Ana Caronali Steil – Penso que o que acontece é o contrário: o comportamento das pessoas influencia a moda. É o comportamento dos sujeitos que se altera: a política muda, revoluções econômicas acontecem constantemente, conquistas sociais, ou mesmo perda destes direitos em alguns lugares. Tudo isto, ou seja, a construção social e política dos sujeitos é que serve de motor para o que a moda buscará representar depois. Acho interessante lembrar um episódio próximo da última virada de século. Naquela ocasião, havia uma grande tensão com relação ao tal bug do milênio e as ansiedades e incertezas se agravavam.

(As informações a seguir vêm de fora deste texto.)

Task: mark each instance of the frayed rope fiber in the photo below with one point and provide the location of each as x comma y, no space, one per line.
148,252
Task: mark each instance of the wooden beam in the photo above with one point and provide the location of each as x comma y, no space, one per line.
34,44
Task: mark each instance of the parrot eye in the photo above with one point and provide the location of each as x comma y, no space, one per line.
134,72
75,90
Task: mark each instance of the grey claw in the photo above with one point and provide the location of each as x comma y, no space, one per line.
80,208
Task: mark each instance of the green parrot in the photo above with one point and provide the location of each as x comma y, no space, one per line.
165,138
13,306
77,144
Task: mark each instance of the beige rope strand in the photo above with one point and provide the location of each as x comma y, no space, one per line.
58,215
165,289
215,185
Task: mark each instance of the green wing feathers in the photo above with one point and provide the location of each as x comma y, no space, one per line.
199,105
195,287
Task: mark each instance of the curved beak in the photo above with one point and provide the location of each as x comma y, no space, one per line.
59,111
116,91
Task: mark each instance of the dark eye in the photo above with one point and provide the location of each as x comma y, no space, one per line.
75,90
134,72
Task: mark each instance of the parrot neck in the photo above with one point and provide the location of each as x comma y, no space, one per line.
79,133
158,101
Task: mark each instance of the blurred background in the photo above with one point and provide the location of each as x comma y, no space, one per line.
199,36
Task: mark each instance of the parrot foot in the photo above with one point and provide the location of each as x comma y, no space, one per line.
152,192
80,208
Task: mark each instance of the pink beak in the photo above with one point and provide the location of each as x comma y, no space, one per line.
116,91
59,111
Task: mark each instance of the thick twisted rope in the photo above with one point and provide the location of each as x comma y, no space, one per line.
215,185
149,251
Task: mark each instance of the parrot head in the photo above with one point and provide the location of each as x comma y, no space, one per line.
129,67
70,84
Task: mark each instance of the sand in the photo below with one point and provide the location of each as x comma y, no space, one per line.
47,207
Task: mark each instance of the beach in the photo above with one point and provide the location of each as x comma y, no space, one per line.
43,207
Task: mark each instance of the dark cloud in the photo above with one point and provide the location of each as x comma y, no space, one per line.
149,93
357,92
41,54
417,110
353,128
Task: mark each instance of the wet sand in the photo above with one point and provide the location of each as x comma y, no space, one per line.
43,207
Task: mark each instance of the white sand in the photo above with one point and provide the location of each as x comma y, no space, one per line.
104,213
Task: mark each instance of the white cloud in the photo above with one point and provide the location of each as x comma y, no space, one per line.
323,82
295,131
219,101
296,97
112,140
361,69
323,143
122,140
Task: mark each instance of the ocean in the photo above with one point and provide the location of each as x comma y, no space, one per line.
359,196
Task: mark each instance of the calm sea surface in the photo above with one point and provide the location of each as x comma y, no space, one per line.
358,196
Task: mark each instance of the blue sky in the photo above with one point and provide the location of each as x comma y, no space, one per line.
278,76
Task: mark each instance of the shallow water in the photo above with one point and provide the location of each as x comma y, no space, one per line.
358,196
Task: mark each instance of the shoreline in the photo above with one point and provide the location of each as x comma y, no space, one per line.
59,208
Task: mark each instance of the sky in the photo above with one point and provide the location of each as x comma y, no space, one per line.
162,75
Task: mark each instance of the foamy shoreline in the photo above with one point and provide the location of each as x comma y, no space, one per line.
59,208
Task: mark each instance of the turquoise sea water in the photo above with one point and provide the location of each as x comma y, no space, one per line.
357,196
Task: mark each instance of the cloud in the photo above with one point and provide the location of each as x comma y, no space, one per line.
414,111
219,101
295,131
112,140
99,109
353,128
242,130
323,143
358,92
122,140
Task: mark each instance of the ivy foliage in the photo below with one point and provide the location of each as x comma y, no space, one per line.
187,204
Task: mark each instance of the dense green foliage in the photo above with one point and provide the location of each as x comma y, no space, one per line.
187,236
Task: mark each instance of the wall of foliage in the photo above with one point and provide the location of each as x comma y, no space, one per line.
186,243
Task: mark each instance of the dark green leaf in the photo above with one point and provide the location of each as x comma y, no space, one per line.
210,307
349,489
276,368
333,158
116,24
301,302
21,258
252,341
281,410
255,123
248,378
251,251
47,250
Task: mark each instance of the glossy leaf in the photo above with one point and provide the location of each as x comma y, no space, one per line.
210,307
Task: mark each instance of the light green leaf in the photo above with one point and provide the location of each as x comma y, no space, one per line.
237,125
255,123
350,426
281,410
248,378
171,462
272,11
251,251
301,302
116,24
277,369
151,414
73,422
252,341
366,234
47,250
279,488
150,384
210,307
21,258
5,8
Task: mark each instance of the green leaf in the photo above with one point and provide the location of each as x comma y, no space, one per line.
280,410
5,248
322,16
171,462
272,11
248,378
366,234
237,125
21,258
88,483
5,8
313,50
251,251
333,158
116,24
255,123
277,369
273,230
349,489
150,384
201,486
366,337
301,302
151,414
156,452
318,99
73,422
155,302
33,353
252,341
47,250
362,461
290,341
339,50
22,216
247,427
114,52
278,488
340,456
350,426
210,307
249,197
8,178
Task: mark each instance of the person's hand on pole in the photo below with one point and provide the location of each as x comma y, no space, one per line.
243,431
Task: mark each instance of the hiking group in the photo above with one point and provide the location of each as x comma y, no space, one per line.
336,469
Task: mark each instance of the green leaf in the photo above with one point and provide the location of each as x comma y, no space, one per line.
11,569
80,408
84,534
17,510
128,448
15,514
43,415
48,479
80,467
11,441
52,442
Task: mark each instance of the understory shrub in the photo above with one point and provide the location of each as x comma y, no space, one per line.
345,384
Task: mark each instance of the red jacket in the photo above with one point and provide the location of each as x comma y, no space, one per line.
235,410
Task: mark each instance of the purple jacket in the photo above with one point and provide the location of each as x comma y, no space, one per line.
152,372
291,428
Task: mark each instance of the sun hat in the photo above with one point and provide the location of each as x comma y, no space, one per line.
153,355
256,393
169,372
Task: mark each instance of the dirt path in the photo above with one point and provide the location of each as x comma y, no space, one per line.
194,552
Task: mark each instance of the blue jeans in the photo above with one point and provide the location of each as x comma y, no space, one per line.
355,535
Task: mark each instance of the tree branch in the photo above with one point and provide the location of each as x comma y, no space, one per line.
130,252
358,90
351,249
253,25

Ora, cada virada de milênio traz este tipo de sentimento. As pessoas não sabem como será este futuro e o chão não parece mais tão firme nesses momentos. Como a moda reagiu? Donatella Versace criou um esvoaçante vestido de seda verde, delicado, fluido e extremamente sexy, com estampa de bambu. O vestido não pretendia alterar as formas do corpo e satisfazia a necessidade daquele momento de se fazer um balanço e voltar ao básico. A moda sempre vem se apresentar como um produto da sociedade na qual ela está inserida. E as pessoas, então, escolhem aderir àquela referência ou não.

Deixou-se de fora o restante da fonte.